What is it that you want done for the small streams? There are hundreds of miles of small streams with certain regulations.


----------



## steelslam (Apr 8, 2001)

hey im also color blind in the colors red an green. now you say just look at the pictures, what pictures ? i look up a river i want to fish to get the color of that river, now what color is that as i look back to the reg chart of the color regs. huuuuuum is that a blue,is that yellow, naa maybe is that orange color, well i think it that color. hey its a son-of-a- b----. now with all these colors.but now all the lakes are done with letters to look up the regs. huum i wonder why the rivers couldnt be done in numbers to help us color blind people. its only time before i get smoked by a DNR officer for the wronge fish in the wronge place. help us color blind legal fishing guys out.


----------



## multibeard (Mar 3, 2002)

Why doesn't the dnr stick up for the goose hunters of Michigan and ask "why are we getting short sheeted on goose hunting". I listened to the goose specialist of the dnr on Michigan out of doors. He said "we had to share the flight geese with the states to the south." Doesn"t he realize that there are no flight geese in Michigan in September. We are giving them all the flight geese and they get 50 to 70 days to shoot them. All the dnr is worried about is killing off the giants that THEY planted. Tried to sell a dozen goose shells last fall. Sold them for lawn ornaments as no one is hunting geese because of the seasons. We can't ever get a shot at late season geese in zone 2 where I live.


----------



## steelslam (Apr 8, 2001)

hey SFK ya i wasnt kidding the way i described it as 99 % of the timei fish by my self. an its very hard to take the river color an match it back to the regs chart. ive fished since i was 4 years old so ive been fishin for 45 years now an never had a ticket from the dnr. i just hope the ticket doesnt cost too much when i get caught in the wronge color place. i dont think the drn will be very understanding as a person with normal color vision just cant under stand what its like to not tell what a color is. they have all kinds of speical hunts for the handycaped. different regs for people to use cross bows, an some can even hunt from a car with the right permit. but a guy with color blindness is just plain getting the shaft with this new trout guide all in color.


----------



## boehr (Jan 31, 2000)

Guys...read the guide, it's all in black and white if that's the way you want it. You can even get the actual Fisheries Orders if you want, no pictures, no color, all entirely written form. That takes care of the color blind problem.

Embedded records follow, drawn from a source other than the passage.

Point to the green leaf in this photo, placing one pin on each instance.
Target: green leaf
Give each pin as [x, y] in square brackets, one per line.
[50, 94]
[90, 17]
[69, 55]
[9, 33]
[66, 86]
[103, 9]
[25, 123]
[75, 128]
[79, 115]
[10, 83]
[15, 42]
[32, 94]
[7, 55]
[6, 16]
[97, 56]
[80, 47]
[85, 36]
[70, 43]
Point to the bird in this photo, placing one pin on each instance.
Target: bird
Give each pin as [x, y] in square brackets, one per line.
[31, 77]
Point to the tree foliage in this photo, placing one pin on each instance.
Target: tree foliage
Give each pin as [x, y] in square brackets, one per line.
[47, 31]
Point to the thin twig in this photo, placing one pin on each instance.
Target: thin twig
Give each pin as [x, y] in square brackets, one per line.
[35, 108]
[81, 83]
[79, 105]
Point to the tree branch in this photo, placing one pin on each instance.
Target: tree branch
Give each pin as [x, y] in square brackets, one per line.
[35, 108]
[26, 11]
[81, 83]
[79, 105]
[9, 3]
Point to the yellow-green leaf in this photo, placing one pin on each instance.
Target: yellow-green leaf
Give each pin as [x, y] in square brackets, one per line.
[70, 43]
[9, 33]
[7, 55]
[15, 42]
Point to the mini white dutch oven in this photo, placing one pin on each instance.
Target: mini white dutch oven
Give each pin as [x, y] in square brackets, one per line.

Multibeard...you are mis-informed about how any of the waterfowl seasons, ducks or geese are done. If it makes you feel better though, yes it's the DNR's fault, everything is the DNR's fault.


----------



## multibeard (Mar 3, 2002)

Boehr I am not saying every thing is the DNR's fault. I am saying that I don't think they are sticking up for the goose hunters of Michigan.


----------



## steelslam (Apr 8, 2001)

how an were can i get one of these fisheries orders ?? sure seems like alot of paper to carry with me in my vest while trout fishing.


----------



## boehr (Jan 31, 2000)

Any District Office can get you the orders just like it says in the Trout Guide. Yep your right, lot of paper to carry in your vest, about 50 or so pages but for those that don't like the guide, thats what you get is the law.


----------



## Ruler (Nov 30, 2001)

Here's a fairly useless bit of trivia for everybody on the topic. Men are more likely to be color-blind than women. Red and Green are, statistically, the colors that people most commonly have problems with.

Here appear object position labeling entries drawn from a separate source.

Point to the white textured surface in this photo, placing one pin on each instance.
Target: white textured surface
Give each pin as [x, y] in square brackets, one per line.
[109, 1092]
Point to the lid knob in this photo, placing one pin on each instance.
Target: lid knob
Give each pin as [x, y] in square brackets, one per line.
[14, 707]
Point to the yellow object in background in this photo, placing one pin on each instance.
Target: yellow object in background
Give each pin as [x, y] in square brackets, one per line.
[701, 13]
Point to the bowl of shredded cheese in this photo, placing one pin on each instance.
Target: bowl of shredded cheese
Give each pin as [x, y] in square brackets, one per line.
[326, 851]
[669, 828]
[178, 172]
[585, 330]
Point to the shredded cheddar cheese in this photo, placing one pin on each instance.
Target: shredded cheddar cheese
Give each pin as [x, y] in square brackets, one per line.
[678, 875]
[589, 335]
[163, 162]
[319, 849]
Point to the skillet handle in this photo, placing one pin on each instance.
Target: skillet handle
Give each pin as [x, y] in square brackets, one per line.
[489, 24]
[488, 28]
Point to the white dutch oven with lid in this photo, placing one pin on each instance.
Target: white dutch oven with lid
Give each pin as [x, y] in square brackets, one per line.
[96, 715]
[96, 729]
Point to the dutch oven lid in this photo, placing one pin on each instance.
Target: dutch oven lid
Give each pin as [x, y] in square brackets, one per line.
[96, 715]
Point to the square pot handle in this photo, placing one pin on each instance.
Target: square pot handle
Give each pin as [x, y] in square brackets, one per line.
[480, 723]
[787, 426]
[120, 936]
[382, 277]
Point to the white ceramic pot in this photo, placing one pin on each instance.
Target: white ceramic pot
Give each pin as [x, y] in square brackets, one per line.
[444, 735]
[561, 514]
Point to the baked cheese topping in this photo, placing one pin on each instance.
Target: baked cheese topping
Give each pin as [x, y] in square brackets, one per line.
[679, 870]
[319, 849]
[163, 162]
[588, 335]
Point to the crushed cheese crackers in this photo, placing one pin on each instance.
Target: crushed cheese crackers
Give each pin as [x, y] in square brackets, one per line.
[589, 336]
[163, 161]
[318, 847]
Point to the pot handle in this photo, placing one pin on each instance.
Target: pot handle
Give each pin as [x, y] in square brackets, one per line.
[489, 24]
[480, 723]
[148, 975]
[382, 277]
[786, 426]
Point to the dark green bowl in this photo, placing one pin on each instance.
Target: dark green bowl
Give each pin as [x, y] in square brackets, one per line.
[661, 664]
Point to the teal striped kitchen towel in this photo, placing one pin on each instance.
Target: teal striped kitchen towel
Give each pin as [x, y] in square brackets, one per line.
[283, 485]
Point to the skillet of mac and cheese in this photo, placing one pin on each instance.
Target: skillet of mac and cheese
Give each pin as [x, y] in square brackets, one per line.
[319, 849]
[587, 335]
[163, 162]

I find this amusing, especially when you consider that stoplights, where red and green mean opposite things, were designed at a time when women had little say in things. (Not meant to be a sexist remark; just the facts of how life was like back in the 'old days'.) I can imagine riding with a dude who's color-blind, not knowing whether to stop or go!


----------



## steelslam (Apr 8, 2001)

hey ruller did you ever notice that the bottom light is always green an that means go. top is always red an that means stop. thats the way i tell.


----------



## steelslam (Apr 8, 2001)

how many other trout fishing guys have this problem. lets see if we can get this color changed to a number system like the lakes that are in a letter system to look the regs up for each lake.


----------